Too Few Trips To Buy Chicken Wire

Shortly after our relocation to Conway more than seventeen years ago, I dispatched my wife on an errand to buy some chicken wire. "Chicken wire?" she expostulated. "I've never bought chicken wire in my life! Where do I get chicken wire?"

"No prob," said I. "Just go downtown to Massey Hardware and tell them how much you want. It will be simple." Massey Hardware was situated on an important corner on Oak Street. She could see it clearly in her mind's eye.

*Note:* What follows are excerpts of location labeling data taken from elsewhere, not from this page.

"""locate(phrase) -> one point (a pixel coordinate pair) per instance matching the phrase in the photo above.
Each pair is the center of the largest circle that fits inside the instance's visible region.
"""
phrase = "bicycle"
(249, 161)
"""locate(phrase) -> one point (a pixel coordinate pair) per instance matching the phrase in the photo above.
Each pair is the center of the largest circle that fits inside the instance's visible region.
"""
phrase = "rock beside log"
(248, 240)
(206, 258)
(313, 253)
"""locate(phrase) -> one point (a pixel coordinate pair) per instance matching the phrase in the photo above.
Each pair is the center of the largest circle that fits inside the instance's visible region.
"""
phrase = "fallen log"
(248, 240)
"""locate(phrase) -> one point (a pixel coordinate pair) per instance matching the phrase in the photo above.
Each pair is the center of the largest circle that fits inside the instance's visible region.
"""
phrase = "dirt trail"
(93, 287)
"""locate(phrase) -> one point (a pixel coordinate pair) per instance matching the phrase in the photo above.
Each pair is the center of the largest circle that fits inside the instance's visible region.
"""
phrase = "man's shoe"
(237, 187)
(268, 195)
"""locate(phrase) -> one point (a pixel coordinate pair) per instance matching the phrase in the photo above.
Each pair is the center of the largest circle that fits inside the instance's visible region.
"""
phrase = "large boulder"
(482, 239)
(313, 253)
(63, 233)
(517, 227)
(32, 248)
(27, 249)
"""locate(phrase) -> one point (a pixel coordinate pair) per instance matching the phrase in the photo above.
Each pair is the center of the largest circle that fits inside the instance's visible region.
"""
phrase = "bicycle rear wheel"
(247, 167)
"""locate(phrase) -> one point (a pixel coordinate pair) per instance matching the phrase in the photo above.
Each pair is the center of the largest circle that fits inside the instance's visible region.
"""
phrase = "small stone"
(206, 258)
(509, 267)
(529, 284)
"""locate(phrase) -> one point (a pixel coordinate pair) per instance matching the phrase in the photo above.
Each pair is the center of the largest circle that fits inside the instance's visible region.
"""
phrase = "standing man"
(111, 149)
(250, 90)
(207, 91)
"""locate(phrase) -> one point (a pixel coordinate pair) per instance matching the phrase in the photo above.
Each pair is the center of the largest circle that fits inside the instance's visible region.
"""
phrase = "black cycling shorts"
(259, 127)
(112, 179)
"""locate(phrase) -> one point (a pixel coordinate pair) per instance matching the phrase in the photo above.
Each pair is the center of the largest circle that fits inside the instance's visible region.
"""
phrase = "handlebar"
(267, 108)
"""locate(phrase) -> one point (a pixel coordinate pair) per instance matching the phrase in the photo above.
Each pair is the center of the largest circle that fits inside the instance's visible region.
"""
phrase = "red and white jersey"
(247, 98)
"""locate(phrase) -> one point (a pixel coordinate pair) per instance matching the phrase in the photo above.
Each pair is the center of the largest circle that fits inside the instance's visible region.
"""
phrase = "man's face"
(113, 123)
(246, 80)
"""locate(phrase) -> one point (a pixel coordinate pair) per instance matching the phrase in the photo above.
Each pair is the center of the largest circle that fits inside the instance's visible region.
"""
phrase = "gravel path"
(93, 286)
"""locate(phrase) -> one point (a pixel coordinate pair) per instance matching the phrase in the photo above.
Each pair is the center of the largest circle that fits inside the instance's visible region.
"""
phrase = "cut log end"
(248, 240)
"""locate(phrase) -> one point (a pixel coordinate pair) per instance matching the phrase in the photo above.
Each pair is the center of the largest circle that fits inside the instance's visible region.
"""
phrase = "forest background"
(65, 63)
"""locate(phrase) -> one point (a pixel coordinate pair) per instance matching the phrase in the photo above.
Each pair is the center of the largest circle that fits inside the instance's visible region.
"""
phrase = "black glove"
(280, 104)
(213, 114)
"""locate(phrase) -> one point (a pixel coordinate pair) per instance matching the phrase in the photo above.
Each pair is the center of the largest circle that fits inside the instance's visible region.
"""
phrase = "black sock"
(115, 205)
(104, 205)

She dutifully drove to Oak Street and parked in front of Massey Hardware. Her problem, being a law-abiding citizen, was a sign that read "Trucks Only." That bothered her. She was in a Toyota station wagon, not a truck. "Better hurry," was her pressing thought. "The police may come and get me."

She rushed inside and was greeted by a handsome youth, very polite and smiling. She eagerly explained, "I parked in front of that sign out there, and I need some chicken wire." No response. "But I parked in front of that sign." She figured the best way to get results was to let him see the problem, then he would scurry around, helping her get away as quickly as possible. He smiled from on high, but spoke no words.

"That sign. I'm worried about that sign because it says 'Trucks Only.' But I need some chicken wire, and I thought that would be the best place to park." He smiled with a nodding of the handsome head.

"I need some chicken wire, but I'm worried about that sign. That sign, see? Right out there."

"Oh, that? It's just there for deliveries."

"Deliveries?" she expressed in horror, for she wasn't delivering anything. "I'm worried that I'm going to get in trouble before I get my chicken wire." Acknowledging smile, but no help.

Impatient now, she tried again. "Well, you see, my husband wants me to get some chicken wire, and I had better hurry!" Round eyes, polite. Why didn't the young man just give her the chicken wire? They stared at one another.

Then they stared some more.

Tension building, she dropped all semblance of politeness: "Well!!! Give me my chicken wire!!"

"We don't carry chicken wire."

"You don't carry chicken wire!! After all my trouble, you don't carry chicken wire!! My husband said you would!"

"No, we don't carry it, but you might try Massey Hardware."

"Massey Hardware! Where am I?"

"Earl Rogers' Auto Parts."

I was right. So was the young man. Massey Hardware did have chicken wire.

But no more. Like the passing of an old, faithful friend, Massey Hardware has departed this life. We expected them to always be there for us and probably made too few trips to buy chicken wire. Convenience took us elsewhere. I hope that didn't hurt them.

Like most everything that I have done solely for convenience' sake, there's been a delayed consequence that I wish could be changed. But it can't.